With a tablespoon, scoop and shape 1 3/4 inch balls of dough and place evenly on parchment paper on a baking sheet.
Beat the egg with 1 teaspoon of cold water and brush this egg wash over the dough balls. Bake in a 400 degree oven for 19-21 minutes on center rack. Shut off oven and let them sit for 8-12 minutes, till slightly golden brown.
Drizzle the lobster and pastry with melted butter (french butter if you can find it) infused with Herbs De Province.
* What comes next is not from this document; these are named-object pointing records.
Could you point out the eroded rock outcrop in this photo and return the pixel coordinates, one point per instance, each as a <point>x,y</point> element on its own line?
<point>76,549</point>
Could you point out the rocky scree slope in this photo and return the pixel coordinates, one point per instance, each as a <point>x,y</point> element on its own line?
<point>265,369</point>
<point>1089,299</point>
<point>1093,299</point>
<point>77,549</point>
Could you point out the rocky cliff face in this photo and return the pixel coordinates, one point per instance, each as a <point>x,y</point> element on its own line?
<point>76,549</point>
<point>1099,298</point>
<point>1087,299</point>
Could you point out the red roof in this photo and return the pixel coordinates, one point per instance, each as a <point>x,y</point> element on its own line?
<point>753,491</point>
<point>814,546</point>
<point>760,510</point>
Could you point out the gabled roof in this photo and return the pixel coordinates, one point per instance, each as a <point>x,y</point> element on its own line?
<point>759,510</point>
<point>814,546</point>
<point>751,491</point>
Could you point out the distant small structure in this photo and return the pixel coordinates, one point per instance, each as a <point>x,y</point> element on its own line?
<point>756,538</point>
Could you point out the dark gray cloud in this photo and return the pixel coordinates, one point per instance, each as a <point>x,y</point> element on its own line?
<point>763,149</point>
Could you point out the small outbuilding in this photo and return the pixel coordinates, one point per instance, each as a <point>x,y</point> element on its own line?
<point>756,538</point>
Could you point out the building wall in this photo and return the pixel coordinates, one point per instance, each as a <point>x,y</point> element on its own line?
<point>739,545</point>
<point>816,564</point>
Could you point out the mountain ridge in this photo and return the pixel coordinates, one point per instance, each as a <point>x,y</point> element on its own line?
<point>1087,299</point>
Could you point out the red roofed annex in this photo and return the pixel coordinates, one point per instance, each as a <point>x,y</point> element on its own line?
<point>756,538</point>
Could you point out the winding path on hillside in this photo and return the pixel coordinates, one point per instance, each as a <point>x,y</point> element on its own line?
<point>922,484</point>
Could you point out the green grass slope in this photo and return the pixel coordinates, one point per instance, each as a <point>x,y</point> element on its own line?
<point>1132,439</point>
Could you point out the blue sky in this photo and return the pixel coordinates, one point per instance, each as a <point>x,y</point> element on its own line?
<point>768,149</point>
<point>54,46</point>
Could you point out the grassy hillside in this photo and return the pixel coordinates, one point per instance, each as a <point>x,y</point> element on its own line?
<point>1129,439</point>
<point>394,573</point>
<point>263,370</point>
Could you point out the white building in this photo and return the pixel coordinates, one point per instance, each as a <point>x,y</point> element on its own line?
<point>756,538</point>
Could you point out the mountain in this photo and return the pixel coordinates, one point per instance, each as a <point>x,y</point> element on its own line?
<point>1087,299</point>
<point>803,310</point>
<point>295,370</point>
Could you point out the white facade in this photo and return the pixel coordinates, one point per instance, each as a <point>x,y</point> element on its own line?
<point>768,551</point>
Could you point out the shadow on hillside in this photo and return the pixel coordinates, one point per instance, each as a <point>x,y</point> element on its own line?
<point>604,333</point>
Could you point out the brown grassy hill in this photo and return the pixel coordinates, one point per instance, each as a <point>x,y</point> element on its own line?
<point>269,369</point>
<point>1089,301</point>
Place opened mussels around pastry as in picture and drizzle hot butter mixture over the mussels in the shell.
Pâte à Choux (Choux Pasty)
6 tablespoons of butter
1 teaspoon of salt
4 large eggs at room tempurature
1 large pinch of nutmeg
1 cup and 2 tablespoons of flour
Combine salt, nutmeg, butter and one cup of water in at least a 12 inch pan and bring to a boil on a medium heat. Turn off heat, stir and add flour. Stir with a wooden spoon until well mixed. Turn the heat back on low and stir until the batter dries out a bit. Remove from the stove and add the 4 eggs, one at a time, mixing well making sure each egg is mixed in before adding the next.